Com o exagero e a inexactidão comuns à grande maioria títulos dos jornais, um dos matutinos portugueses escreveu, no dia seguinte à decisão, que “250 milhões de africanos acordaram ontem sem dívidas”. Mas o sentido da afirmação entendia-se: a partir daquele dia, uma impressionante multidão de pobres não teria de “reservar” a maior fatia do seu miserável rendimento para pagar as dívidas dos seus governos às grandes instituições financeiras dos países ricos. Para o continente africano de um modo muito particular, foi uma data verdadeiramente histórica. Houve mesmo quem lhe chamasse, também com algum exagero para não fugir à regra, o início de um “plano Marshal” para África.
Não sabemos até que o ponto este perdão das dívidas alterou para melhor a vida dos cidadãos dos países que foram beneficiados pela “generosa” atitude dos países ricos. Acreditamos que não muito, pelo menos no imediato. A ideia não era a de que esses governos entregassem aos pobres o dinheiro das dívidas que contraíram junto das instituições internacionais de crédito, e que os juros faziam crescer a um ritmo imparável. A ideia era a de que, sem essa carga, os governos ficariam com mais dinheiro para investir na solução dos problemas mais graves do seu povo, em áreas como a saúde, a escolaridade, assistência social, e ainda numa produção agrícola e industrial sustentável.
Não sabemos se, desde então, foi possível contabilizar alguma melhoria das condições de vida dos pobres desses países, embora acreditássemos que os efeitos positivos do perdão das dívidas só poderiam ser visíveis a médio e longo prazo. Vem isto a propósito de uma reunião internacional, realizada há pouco no Japão, e em que estiveram presentes delegados de estruturas políticas e económicas africanas. O mínimo que se pode afirmar, com segurança, é que o seu discurso mudou significativamente. Pelos vistos, a partir de agora, e a avaliar pelo que disseram, a África não precisa da caridade dos países ricos. Precisa tão só de usufruir de condições justas para competir no jogo da economia mundial.

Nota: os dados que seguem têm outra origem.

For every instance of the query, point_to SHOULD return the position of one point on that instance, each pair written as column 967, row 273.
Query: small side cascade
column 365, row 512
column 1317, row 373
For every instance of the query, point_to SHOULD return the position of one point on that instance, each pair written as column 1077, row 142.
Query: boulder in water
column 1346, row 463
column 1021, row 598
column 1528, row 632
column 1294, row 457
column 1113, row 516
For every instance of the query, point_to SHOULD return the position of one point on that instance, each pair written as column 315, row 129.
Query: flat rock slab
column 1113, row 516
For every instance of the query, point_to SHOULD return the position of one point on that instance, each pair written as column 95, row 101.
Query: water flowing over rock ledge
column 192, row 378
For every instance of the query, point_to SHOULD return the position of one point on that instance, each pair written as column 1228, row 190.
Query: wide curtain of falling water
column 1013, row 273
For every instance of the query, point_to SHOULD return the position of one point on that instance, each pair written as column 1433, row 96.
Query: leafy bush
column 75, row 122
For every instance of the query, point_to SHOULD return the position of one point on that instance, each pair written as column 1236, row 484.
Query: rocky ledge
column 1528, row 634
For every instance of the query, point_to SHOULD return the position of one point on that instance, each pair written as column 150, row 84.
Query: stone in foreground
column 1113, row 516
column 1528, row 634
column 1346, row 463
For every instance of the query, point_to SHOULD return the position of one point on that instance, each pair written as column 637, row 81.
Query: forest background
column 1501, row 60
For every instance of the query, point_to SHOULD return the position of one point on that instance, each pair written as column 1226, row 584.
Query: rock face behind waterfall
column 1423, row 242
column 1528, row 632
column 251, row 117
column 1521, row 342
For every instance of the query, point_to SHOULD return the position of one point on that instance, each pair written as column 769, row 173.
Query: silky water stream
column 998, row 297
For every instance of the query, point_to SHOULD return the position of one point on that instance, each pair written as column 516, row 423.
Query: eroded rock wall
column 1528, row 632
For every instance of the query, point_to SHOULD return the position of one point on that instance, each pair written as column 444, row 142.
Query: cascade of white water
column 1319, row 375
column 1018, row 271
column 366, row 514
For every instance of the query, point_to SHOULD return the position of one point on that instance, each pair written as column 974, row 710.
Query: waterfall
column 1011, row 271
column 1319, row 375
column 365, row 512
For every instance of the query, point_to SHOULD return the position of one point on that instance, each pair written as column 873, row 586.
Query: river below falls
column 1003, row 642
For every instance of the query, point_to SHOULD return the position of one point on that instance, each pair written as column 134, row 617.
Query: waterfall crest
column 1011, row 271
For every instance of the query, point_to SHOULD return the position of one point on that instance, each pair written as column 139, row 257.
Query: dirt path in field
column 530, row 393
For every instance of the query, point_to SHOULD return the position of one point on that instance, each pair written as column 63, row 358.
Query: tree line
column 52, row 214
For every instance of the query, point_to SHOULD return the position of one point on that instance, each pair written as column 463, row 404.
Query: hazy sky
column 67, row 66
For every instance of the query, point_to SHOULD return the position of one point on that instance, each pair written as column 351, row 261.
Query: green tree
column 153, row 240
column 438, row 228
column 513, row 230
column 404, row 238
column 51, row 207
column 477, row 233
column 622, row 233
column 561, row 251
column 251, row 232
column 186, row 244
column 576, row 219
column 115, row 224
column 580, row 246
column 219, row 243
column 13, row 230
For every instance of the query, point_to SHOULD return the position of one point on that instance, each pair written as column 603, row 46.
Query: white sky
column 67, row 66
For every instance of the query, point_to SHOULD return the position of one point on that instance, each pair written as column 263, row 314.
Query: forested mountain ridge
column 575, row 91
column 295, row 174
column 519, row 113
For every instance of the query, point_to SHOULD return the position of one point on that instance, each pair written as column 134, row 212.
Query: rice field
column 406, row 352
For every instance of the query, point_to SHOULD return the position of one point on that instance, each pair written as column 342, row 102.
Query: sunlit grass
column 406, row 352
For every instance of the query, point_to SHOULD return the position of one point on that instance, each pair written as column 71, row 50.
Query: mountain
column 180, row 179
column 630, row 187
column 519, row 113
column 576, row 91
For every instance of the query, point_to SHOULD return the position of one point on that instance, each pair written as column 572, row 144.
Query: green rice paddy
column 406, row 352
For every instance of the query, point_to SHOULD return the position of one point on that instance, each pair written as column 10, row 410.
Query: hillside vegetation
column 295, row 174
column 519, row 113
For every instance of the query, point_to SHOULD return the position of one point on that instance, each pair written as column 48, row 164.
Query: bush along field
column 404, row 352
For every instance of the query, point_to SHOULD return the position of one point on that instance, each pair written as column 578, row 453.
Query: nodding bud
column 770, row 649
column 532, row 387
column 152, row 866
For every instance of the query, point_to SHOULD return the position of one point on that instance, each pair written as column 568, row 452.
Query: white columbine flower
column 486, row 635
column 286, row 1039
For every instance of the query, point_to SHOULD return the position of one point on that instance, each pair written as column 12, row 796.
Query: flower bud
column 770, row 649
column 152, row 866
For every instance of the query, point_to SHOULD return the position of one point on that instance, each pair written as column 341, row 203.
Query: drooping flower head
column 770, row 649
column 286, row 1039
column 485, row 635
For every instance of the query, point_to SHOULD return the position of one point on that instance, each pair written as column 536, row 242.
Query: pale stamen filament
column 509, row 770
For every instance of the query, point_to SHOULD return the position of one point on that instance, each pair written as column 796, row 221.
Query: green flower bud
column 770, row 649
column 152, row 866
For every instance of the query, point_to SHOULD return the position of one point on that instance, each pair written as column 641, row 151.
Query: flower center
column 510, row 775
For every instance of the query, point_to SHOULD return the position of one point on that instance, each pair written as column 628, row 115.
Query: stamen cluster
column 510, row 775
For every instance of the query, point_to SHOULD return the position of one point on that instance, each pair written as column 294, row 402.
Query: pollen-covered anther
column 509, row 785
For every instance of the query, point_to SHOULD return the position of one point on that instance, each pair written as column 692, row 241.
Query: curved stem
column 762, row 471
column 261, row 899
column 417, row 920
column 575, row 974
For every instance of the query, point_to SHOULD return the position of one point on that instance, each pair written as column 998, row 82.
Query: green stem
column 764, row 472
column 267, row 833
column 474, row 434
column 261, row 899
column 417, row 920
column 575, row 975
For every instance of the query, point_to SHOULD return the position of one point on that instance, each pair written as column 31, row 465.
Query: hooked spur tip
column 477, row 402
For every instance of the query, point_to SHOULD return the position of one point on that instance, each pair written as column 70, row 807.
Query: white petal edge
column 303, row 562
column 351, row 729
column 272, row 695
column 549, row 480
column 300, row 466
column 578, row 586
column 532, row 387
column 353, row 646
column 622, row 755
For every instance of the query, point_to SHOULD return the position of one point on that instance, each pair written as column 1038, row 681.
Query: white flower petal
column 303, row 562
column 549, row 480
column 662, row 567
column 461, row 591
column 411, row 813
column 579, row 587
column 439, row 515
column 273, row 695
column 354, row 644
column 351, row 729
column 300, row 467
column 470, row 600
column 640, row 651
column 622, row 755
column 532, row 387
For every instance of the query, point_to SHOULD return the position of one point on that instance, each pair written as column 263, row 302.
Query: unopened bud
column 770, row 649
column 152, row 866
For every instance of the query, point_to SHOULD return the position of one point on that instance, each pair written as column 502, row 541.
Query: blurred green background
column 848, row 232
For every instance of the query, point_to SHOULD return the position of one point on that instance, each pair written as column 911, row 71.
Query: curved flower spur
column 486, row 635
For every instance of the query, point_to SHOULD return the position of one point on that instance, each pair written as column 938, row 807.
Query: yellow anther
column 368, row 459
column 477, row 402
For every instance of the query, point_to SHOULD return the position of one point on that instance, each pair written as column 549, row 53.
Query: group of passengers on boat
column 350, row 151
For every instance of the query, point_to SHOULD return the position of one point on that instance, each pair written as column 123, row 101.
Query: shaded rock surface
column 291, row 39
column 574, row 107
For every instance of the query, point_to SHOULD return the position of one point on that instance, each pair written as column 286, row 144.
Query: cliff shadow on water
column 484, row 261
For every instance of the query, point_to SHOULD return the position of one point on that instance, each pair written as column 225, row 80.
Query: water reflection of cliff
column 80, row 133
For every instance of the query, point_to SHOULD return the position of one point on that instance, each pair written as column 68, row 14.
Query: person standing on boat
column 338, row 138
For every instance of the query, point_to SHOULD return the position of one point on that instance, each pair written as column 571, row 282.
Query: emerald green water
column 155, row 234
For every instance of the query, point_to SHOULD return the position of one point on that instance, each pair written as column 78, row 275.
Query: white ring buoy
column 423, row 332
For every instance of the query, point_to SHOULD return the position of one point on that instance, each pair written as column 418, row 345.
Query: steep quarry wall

Mesmo sem saber exactamente que condições justas serão essas, a reacção mais comum da opinião pública internacional será a de que esse tipo de discurso tem justificação. Há que reconhecer, no entanto, que se trata de um discurso arriscado. No presente, e talvez durante muitos anos ainda, uma grande parte dos países africanos não pode dispensar a solidariedade internacional.